Yesterday, Meta’s Reality Labs research team unveiled a glove that ties into its grand Metaverse plans. Today, HaptX, a known company working on various virtual reality (VR) and augmented reality (AR) technologies, has accused Meta of having copied its patented glove design. HaptX CEO and founder Jake Rubin published an open letter claiming that the Meta microfluidic VR glove design is actually something that HaptX has made before.
“Meta announced their own prototype microfluidic haptic feedback glove. The core components of this prototype, including the silicone-based microfluidic tactile feedback laminate and pneumatic control architecture, appear to be substantively identical to HaptX’s patented technology,” Rubin wrote in a post.
Meta posted a blog yesterday detailing its work on the haptic feedback glove in question. Through the post, the company’s researchers have detailed the various processes that they adopted to make the gloves, explaining challenges that they faced while making the gloves – and how they got over them.

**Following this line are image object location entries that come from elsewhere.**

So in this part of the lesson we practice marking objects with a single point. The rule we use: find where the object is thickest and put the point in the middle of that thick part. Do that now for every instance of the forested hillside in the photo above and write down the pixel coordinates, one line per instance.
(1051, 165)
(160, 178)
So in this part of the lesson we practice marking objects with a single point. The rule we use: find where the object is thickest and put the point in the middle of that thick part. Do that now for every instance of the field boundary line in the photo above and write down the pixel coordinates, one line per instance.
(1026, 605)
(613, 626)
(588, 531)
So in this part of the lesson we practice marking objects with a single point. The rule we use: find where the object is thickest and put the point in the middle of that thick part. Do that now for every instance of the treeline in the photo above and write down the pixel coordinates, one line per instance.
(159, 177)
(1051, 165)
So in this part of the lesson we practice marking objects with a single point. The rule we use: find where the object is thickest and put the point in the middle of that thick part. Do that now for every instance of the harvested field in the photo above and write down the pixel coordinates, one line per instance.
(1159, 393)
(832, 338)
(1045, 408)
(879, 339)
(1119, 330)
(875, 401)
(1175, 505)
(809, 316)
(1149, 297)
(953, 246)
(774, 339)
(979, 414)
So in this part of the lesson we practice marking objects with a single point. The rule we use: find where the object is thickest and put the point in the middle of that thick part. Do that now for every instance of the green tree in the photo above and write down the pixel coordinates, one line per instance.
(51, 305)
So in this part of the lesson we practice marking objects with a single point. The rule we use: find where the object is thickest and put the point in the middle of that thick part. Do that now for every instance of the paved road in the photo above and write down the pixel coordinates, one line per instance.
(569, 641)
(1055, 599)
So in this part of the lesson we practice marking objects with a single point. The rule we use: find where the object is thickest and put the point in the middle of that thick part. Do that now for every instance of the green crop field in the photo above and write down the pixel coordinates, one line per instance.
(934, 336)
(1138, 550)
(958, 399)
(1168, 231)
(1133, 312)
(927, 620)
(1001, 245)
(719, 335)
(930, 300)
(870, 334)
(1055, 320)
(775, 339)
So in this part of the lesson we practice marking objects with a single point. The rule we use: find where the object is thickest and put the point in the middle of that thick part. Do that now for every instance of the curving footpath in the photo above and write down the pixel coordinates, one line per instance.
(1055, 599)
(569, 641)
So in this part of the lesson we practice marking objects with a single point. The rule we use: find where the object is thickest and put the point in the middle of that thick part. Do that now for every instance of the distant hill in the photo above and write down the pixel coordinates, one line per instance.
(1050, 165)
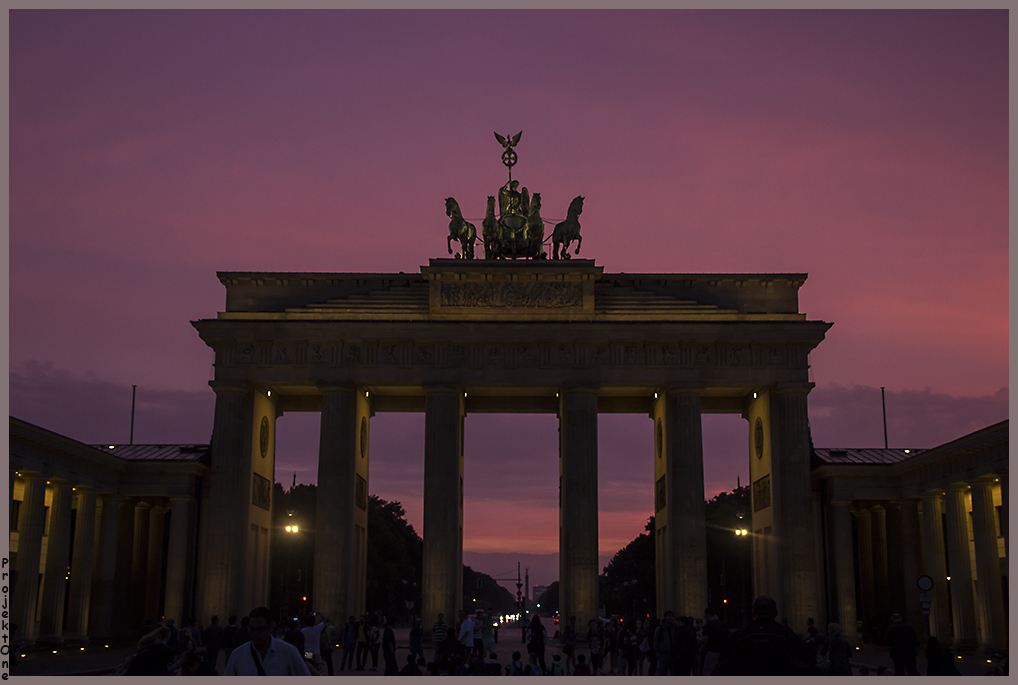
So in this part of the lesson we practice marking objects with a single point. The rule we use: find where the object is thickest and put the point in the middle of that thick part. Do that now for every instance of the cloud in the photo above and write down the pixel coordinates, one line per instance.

HaptX, on the other hand, claimed that they have previously played hosts for Meta’s researchers. Rubin writes in his post, “In interacting with other companies in the VR industry, we have always believed that cooperation is paramount to the development of the industry as a whole. Over the years, we’ve hosted many engineers, researchers, and executives from Meta to demonstrate our groundbreaking haptic technology.”
This isn’t the first time or first company to level allegations of potentially unfair business practices against Meta, erstwhile Facebook. A September 2020 report by The Verge detailed how a number of independent developers claimed that Facebook was limiting their access to its erstwhile VR platform, Quest – hence limiting the potential for competition in a nascent market.
Meta has so far not issued a response to HaptX’s claim, and Rubin said that he or his company haven’t heard from them, either. “We look forward to working with them to reach a fair and equitable arrangement that addresses our concerns and enables them to incorporate our innovative technology into their future consumer products,” Rubin said in the statement.
Whether the “equitable arrangement” means that HaptX would be happy with a potential partnership on future Metaverse projects, remains to be seen. The glove in question is not a product that will retail soon, but will likely tie into Meta’s AR world plans in the long run. Whether this turns into a murky court battle too is not for the present to see, though.